Helpful HDTV Buying Tips

Introduction

High-Definition televisions are often on the list of big-ticket sales at many Black Friday retailers. A good television should hopefully last you for several years, so this is not a decision to rush into! Big discounts on these expensive sets can tempt you into a quick purchase, but do your homework beforehand and you'll wind up with a great TV for a great price.

This buying guide should give you the basics you need to make an informed decision in buying your new set. We are making recommendations based on the overall value - the bang for your buck - and not necessarily the highest of the high end. Expect a range of options that should suit all budgets!

The great debate: Plasma vs. LCD
HDTVs are produced using two competing technologies: plasma and LCD. The technological details behind both would require much more space than we have here, but good comparisons are available at this site and in this video.

To summarize very briefly, LCD technology is generally the most versatile. This is what is found in most flat-panel computer monitors, laptop screens, etc. It works well in a variety of light conditions and is available in the largest range of sizes. Plasma is most true to high-quality images - especially in rendering deep blacks - and will generally produce the best image quality at a given size.

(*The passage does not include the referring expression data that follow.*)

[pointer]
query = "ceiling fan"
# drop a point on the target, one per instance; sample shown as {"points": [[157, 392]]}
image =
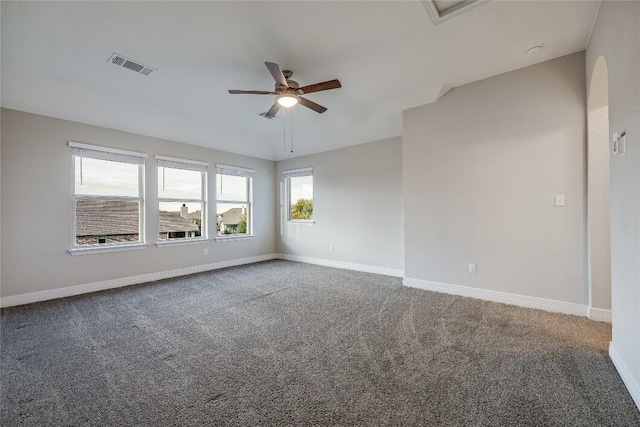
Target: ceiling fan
{"points": [[289, 91]]}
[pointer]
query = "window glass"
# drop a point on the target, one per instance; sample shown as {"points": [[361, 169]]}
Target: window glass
{"points": [[300, 197], [108, 196], [233, 208], [179, 183], [181, 199], [230, 187], [98, 177]]}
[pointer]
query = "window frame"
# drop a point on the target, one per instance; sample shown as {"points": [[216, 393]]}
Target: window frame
{"points": [[287, 175], [236, 171], [185, 164], [111, 154]]}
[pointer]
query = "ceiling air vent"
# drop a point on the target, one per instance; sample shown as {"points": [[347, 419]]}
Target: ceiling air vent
{"points": [[442, 10], [127, 63]]}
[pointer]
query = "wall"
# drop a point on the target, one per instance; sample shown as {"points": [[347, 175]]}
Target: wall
{"points": [[482, 167], [37, 179], [616, 38], [357, 195]]}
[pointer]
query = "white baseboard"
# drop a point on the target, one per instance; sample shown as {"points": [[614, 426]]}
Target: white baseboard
{"points": [[625, 374], [503, 297], [385, 271], [125, 281], [600, 314]]}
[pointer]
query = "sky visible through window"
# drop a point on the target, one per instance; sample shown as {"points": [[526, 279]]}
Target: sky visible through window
{"points": [[301, 188], [179, 183], [96, 177]]}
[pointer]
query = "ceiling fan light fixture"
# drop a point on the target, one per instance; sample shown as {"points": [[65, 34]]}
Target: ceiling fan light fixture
{"points": [[287, 100]]}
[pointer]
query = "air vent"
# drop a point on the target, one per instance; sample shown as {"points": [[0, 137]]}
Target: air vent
{"points": [[129, 64], [442, 10]]}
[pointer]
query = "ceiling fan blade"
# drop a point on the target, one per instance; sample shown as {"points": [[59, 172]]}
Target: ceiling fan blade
{"points": [[275, 71], [251, 92], [310, 104], [273, 110], [331, 84]]}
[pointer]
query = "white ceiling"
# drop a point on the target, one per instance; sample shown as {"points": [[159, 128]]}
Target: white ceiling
{"points": [[389, 56]]}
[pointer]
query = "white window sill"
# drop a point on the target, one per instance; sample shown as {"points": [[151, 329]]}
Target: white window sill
{"points": [[300, 222], [107, 248], [232, 238], [181, 242]]}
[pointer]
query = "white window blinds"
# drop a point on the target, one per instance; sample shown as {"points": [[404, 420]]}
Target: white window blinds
{"points": [[298, 172], [234, 170], [172, 162]]}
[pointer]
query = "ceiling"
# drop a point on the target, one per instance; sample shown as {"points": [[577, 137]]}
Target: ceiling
{"points": [[389, 56]]}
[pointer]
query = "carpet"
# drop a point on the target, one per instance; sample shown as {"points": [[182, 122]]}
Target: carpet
{"points": [[283, 343]]}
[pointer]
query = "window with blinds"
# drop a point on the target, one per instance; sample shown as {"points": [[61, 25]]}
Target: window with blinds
{"points": [[298, 186], [234, 213], [108, 196], [182, 199]]}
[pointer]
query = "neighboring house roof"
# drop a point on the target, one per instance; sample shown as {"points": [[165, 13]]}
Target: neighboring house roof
{"points": [[233, 216], [108, 217], [172, 221]]}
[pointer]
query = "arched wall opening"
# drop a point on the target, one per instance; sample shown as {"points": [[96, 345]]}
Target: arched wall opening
{"points": [[598, 193]]}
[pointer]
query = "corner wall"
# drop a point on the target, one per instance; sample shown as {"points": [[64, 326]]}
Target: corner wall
{"points": [[37, 207], [482, 167], [357, 193], [616, 38]]}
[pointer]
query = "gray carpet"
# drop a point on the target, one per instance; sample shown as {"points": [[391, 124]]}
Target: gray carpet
{"points": [[282, 343]]}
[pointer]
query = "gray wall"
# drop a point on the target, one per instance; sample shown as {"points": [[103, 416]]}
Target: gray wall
{"points": [[357, 206], [37, 179], [481, 169], [616, 37]]}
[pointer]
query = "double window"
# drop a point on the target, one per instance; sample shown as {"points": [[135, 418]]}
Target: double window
{"points": [[298, 184], [182, 199], [233, 201], [109, 202], [108, 197]]}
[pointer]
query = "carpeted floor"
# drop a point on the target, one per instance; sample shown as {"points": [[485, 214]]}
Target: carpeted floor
{"points": [[282, 343]]}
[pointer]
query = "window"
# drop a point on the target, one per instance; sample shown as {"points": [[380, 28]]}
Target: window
{"points": [[233, 197], [182, 192], [298, 186], [108, 197]]}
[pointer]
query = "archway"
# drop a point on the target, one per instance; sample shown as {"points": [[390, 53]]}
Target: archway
{"points": [[598, 194]]}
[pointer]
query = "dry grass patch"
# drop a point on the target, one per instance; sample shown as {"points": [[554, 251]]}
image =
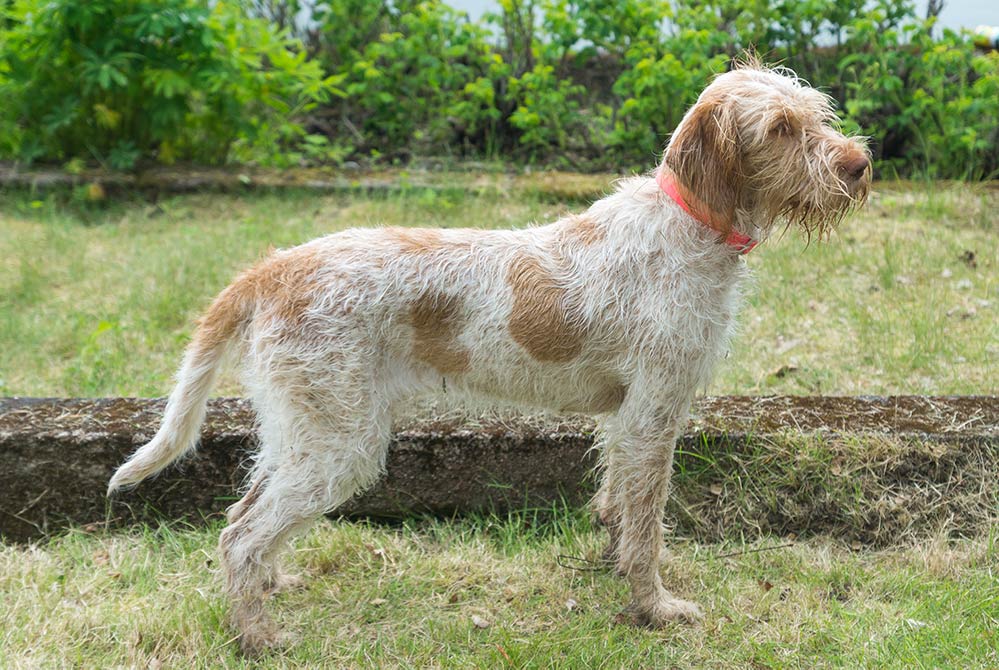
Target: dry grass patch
{"points": [[490, 592]]}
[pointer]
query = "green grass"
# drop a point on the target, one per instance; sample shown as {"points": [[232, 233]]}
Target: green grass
{"points": [[99, 300], [384, 597]]}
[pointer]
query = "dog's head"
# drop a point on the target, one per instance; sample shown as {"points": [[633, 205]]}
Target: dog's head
{"points": [[761, 146]]}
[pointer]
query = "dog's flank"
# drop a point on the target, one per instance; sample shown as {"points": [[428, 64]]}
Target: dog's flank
{"points": [[621, 311]]}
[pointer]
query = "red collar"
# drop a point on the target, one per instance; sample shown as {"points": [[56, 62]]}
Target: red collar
{"points": [[742, 243]]}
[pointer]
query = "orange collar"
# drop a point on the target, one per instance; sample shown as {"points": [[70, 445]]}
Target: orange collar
{"points": [[742, 243]]}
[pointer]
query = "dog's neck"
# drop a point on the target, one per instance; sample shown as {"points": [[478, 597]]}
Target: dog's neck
{"points": [[701, 212]]}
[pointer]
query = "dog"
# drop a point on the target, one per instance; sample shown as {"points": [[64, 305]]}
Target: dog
{"points": [[620, 312]]}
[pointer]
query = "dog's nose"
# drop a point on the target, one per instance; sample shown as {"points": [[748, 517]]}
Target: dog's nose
{"points": [[856, 166]]}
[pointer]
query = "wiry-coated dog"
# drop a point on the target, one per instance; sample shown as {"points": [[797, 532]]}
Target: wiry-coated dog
{"points": [[621, 311]]}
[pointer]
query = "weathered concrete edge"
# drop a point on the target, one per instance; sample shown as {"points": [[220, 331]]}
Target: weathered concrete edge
{"points": [[58, 454]]}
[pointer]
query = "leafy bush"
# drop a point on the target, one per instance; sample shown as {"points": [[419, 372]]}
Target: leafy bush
{"points": [[932, 105], [408, 69], [590, 83], [121, 81]]}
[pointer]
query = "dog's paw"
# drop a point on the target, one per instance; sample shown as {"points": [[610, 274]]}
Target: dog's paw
{"points": [[665, 611]]}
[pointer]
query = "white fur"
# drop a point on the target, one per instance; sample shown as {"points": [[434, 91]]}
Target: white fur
{"points": [[652, 291]]}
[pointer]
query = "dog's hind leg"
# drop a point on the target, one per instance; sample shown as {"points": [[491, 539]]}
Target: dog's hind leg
{"points": [[606, 503], [321, 468]]}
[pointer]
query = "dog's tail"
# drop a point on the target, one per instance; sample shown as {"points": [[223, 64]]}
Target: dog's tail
{"points": [[218, 330]]}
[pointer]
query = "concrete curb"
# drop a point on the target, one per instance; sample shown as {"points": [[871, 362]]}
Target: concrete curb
{"points": [[58, 454]]}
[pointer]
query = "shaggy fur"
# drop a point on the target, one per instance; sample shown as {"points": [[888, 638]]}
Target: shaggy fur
{"points": [[621, 311]]}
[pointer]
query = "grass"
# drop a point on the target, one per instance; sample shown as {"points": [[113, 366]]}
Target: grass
{"points": [[99, 300], [491, 593]]}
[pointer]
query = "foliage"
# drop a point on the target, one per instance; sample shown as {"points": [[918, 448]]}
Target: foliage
{"points": [[123, 81], [932, 104], [588, 83], [408, 68]]}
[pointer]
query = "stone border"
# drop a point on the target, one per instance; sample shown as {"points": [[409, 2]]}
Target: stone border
{"points": [[58, 454]]}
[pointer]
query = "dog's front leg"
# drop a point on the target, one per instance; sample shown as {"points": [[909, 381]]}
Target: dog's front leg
{"points": [[644, 438]]}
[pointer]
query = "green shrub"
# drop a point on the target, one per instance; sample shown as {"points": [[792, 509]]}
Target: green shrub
{"points": [[409, 69], [931, 105], [126, 81]]}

Many of the problems that were reported about each technology have since been improved to the point where the advantages to each technology are slim. Plasma previously reigned in avoiding motion blur, until LCDs introduced 120 Hz refresh rates so that blur is imperceptible to the human eye (but you'll pay more for the faster refresh rate). LCDs claimed longer life-spans until plasma manufacturers toughened their panels to last just as long as LCDs.

However, there are still some downsides to each. LCDs have a narrower viewing angle than plasma sets - be sure to test out the TV in advance by standing as far away as you would normally sit and testing the full range of viewing angles. Plasma sets are sometimes more susceptible to glare (due to their glass screens) - if your TV will be located in an area with lots of natural light, consider an LCD. Finally, although many plasma sets are Energy Star certified, their power consumption is still higher than an LCD. If you're motivated by green (in more ways than one), you might stick to an LCD.

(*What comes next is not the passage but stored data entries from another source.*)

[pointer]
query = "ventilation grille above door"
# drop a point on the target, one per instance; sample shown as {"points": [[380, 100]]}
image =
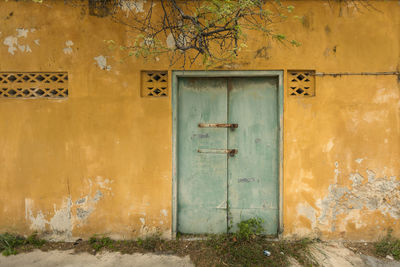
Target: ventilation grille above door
{"points": [[154, 83], [33, 84], [301, 82]]}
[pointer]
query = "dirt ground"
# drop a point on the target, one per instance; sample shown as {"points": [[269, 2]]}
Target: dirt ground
{"points": [[196, 253]]}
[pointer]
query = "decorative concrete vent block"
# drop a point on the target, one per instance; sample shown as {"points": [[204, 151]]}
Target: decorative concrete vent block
{"points": [[33, 84], [154, 83], [301, 82]]}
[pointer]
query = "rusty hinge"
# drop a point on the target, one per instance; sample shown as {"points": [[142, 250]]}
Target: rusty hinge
{"points": [[231, 152], [218, 125]]}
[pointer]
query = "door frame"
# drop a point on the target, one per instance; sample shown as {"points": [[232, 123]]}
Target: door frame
{"points": [[215, 74]]}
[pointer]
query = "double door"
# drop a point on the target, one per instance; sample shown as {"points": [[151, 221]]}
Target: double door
{"points": [[228, 153]]}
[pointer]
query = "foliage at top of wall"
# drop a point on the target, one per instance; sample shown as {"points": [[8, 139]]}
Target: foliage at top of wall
{"points": [[209, 31]]}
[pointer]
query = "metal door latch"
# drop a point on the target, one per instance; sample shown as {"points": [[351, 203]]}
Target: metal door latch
{"points": [[218, 125], [230, 152]]}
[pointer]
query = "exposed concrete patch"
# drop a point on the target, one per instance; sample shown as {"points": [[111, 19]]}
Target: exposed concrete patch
{"points": [[383, 95], [328, 147], [170, 41], [367, 193], [102, 62], [68, 49], [359, 160], [71, 214], [373, 116], [334, 255], [61, 223], [14, 41], [132, 6]]}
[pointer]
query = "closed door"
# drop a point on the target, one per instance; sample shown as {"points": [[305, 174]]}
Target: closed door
{"points": [[228, 153]]}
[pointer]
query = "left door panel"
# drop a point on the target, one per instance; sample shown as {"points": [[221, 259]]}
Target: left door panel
{"points": [[202, 183]]}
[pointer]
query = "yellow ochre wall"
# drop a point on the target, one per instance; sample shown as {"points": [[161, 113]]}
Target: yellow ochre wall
{"points": [[100, 161]]}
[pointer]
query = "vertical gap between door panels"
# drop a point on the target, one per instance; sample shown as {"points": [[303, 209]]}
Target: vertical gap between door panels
{"points": [[228, 88]]}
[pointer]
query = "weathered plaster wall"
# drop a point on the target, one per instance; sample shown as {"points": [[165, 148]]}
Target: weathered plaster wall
{"points": [[100, 161]]}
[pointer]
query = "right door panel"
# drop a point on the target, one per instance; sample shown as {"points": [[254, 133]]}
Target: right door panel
{"points": [[253, 187]]}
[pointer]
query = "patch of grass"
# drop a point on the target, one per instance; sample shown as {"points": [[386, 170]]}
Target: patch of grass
{"points": [[150, 242], [388, 246], [99, 243], [9, 243], [249, 228]]}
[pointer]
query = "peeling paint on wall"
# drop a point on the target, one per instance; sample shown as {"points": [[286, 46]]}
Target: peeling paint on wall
{"points": [[69, 215], [102, 63], [18, 42], [132, 5], [68, 49], [367, 193]]}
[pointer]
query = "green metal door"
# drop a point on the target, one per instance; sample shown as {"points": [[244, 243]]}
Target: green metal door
{"points": [[228, 153]]}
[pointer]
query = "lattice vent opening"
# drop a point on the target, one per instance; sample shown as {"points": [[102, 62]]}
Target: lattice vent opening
{"points": [[301, 82], [33, 84], [154, 83]]}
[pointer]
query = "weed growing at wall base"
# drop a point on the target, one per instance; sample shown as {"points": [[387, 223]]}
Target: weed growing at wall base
{"points": [[10, 242], [388, 246]]}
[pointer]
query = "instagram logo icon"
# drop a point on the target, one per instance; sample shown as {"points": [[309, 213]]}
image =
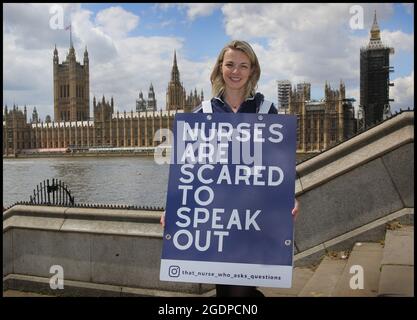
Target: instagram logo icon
{"points": [[174, 271]]}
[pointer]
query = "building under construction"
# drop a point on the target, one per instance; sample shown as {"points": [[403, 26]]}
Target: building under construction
{"points": [[374, 78]]}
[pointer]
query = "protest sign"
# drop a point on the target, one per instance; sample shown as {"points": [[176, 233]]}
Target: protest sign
{"points": [[230, 196]]}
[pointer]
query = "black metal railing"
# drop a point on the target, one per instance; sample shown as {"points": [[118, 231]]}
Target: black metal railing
{"points": [[55, 193]]}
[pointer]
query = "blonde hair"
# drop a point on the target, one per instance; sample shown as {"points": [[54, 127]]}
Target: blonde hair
{"points": [[216, 78]]}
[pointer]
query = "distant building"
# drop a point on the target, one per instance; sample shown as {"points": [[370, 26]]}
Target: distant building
{"points": [[374, 78], [143, 105], [306, 87], [72, 126], [321, 124], [71, 87], [284, 89], [176, 98]]}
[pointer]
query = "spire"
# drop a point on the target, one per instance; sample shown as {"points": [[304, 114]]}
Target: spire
{"points": [[175, 74], [71, 53], [375, 40], [56, 59], [85, 55]]}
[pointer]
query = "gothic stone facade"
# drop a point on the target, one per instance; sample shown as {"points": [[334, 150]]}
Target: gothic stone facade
{"points": [[72, 126], [321, 124]]}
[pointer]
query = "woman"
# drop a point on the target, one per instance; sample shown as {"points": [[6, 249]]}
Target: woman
{"points": [[234, 80]]}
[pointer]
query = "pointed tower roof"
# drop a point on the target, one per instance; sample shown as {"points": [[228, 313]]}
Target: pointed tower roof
{"points": [[175, 74], [375, 40]]}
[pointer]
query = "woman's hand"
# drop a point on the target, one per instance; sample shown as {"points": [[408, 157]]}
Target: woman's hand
{"points": [[162, 221], [295, 210]]}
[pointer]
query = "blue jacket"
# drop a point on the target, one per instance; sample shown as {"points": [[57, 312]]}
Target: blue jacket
{"points": [[250, 105]]}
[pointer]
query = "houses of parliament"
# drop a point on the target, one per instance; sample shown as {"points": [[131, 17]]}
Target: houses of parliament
{"points": [[320, 124], [72, 125]]}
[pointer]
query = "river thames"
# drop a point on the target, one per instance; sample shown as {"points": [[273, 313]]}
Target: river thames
{"points": [[105, 180]]}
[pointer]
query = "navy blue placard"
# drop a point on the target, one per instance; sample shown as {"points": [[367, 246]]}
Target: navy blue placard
{"points": [[252, 219]]}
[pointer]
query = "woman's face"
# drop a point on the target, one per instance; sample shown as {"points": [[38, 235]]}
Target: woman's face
{"points": [[236, 69]]}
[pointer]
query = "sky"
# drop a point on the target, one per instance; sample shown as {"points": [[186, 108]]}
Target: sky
{"points": [[131, 46]]}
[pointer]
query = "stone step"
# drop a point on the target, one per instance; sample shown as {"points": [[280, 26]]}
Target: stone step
{"points": [[324, 279], [300, 277], [361, 272], [397, 266]]}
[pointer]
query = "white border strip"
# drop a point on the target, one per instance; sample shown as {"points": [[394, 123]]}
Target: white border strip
{"points": [[246, 274]]}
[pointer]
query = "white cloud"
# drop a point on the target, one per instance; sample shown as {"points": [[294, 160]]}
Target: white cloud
{"points": [[409, 7], [195, 10], [120, 66], [403, 93], [308, 42], [116, 21], [399, 40]]}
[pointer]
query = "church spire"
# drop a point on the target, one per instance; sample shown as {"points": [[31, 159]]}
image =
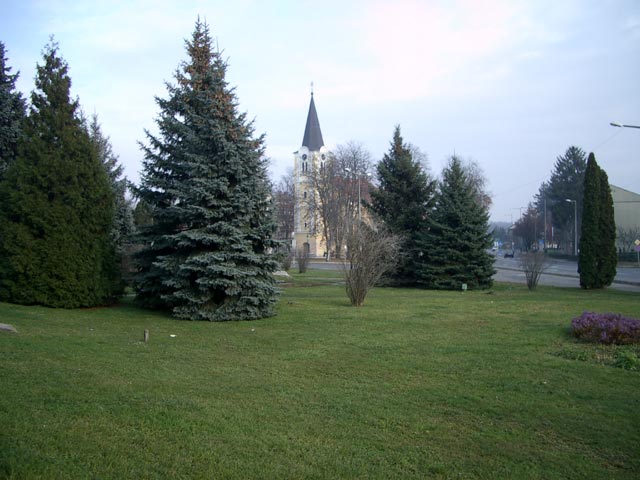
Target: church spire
{"points": [[312, 135]]}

A word on sizing: all other considerations aside, plasma sets simply are rarely less than 40", with only a few offerings in the 30" range. If you're looking for a medium to small TV (such as for a smaller living room, a game room or a bedroom), then LCD is your best bet by default.

10 second summary:
  • Buy an LCD if: you are mostly budget conscious and are looking for an all-around set with great image quality and low energy consumption, or if you want a small to medium size set.
  • Buy a plasma if: you are a pixel junkie that wants the best image quality for your money, or if you want a massive 50"+ screen to round out your home theatre.